Among the wide variety of scores, most scores were not significantly different between the two groups. The authors seem to avoid this clear statement and it appears like this can only be recognized after careful reading of text and tables. Only the Longo-score seems to have better postoperative results, whereas differences in deltas (Altomare and CCSS) rather appear to serve as surrogate markers as the scores themselves don't offer significant differences between the groups. Please look at the tables 3 and 4: no statistically differences in postoperative results in any parameter. Also the modified figure 4 doesn't give a clear comparision, it is not clear to which items the p-values refer to and the figure legend doesn't give a proper explanation to what is demonstrated. 

Please indicate clearly in the abstract that the vast majority of the operations was performed in an open fashion. This isn't a shame, it is good surgery.

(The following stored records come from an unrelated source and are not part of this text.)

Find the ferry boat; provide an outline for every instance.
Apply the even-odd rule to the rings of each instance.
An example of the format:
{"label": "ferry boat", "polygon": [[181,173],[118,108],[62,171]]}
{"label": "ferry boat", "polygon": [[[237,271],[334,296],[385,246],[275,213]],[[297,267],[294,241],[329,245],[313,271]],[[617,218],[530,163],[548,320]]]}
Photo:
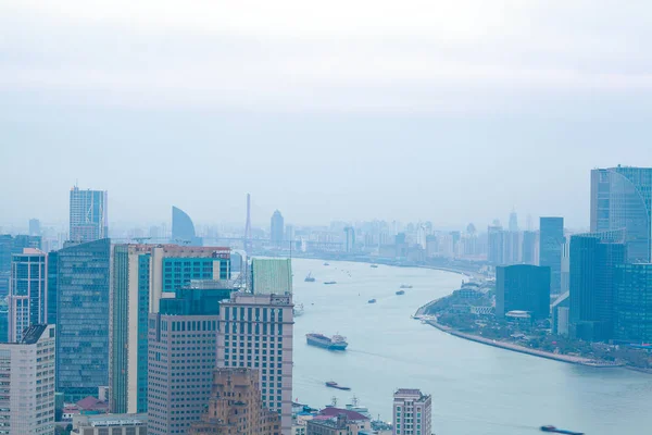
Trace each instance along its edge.
{"label": "ferry boat", "polygon": [[337,382],[334,382],[334,381],[328,381],[328,382],[326,383],[326,386],[327,386],[328,388],[337,388],[337,389],[342,389],[342,390],[344,390],[344,391],[350,391],[350,390],[351,390],[351,387],[344,387],[344,386],[341,386],[341,385],[339,385]]}
{"label": "ferry boat", "polygon": [[541,432],[552,432],[554,434],[564,434],[564,435],[584,435],[584,432],[573,432],[566,431],[564,428],[556,428],[552,425],[541,426]]}
{"label": "ferry boat", "polygon": [[303,303],[294,304],[294,307],[292,308],[292,314],[294,315],[294,318],[303,315]]}
{"label": "ferry boat", "polygon": [[346,350],[347,346],[349,346],[347,337],[342,337],[341,335],[327,337],[324,334],[305,334],[305,341],[311,346],[328,350]]}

Please don't sugarcoat your results, this isn't neccessary as your results still demonstrate that the modified technique is adequate for both open and minimally invasive rectopexy, which is worth publishing. But obviously, the modified technique is not superior, or at least it's not shown by your data unequivocally. As I said, the manuscript is interesting, but a more modest presentation would have been preferable. 

 

Author Response

The revised manuscript contains some improvements, but still, with respect, the authors don't differentiate properly between trends and statistically significant differences. This is a major flaw:

There are no statistically significant differences in operation time and hospital stay between the groups. This is not stated properly in the abstract or in the discussion part, although authors claim to have done so in their rebuttal letter.

Results Line 243

no differences in the operative time (92.3±26.8 vs. 94.7±28.9 minutes, p=0.572, and 133.5±30.7 vs. 145.3±27.2 minutes, p=0.657, in patients who underwent LT and MI surgery, respectively) and hospital stay (3.08±0.9 vs. 3.3±1.0 days, p=0.114) were observed between modified and standard VR

Discussion Line 375

The proposed modified VR obtained a slight reduction of operative time and postoperative hospital stay: a larger experience could furtherly improve such results  We added not statistically significant in the text.

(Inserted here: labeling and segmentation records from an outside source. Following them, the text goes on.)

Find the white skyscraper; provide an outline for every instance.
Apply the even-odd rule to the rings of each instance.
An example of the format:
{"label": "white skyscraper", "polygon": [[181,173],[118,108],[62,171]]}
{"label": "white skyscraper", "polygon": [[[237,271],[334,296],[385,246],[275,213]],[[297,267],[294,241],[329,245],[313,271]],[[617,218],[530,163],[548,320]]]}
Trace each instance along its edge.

Among the wide variety of scores, most scores were not significantly different between the two groups. The authors seem to avoid this clear statement and it appears like this can only be recognized after careful reading of text and tables. Only the Longo-score seems to have better postoperative results, whereas differences in deltas (Altomare and CCSS) rather appear to serve as surrogate markers as the scores themselves don't offer significant differences between the groups. Please look at the tables 3 and 4: no statistically differences in postoperative results in any parameter. Also the modified figure 4 doesn't give a clear comparision, it is not clear to which items the p-values refer to and the figure legend doesn't give a proper explanation to what is demonstrated. 

Thanks, we modified the text and the figure 4.

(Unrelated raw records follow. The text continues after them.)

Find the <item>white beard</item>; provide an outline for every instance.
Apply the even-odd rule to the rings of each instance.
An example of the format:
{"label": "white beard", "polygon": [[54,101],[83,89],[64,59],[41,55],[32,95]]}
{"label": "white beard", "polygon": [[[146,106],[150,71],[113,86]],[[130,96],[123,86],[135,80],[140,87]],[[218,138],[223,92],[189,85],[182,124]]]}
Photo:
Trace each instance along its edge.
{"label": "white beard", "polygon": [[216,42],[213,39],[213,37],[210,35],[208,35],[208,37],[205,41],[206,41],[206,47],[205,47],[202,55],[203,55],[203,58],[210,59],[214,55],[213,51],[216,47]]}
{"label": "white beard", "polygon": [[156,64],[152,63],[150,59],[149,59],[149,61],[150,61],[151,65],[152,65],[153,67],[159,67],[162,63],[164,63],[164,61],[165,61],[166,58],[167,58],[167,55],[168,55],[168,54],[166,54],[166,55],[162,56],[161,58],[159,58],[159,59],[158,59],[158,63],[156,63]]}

Please indicate clearly in the abstract that the vast majority of the operations was performed in an open fashion. This isn't a shame, it is good surgery.

Thanks, we added it.

Please don't sugarcoat your results, this isn't neccessary as your results still demonstrate that the modified technique is adequate for both open and minimally invasive rectopexy, which is worth publishing. But obviously, the modified technique is not superior, or at least it's not shown by your data unequivocally. As I said, the manuscript is interesting, but a more modest presentation would have been preferable.

Thanks, we underlined the not superiority of modified VR in the discussion and conclusion.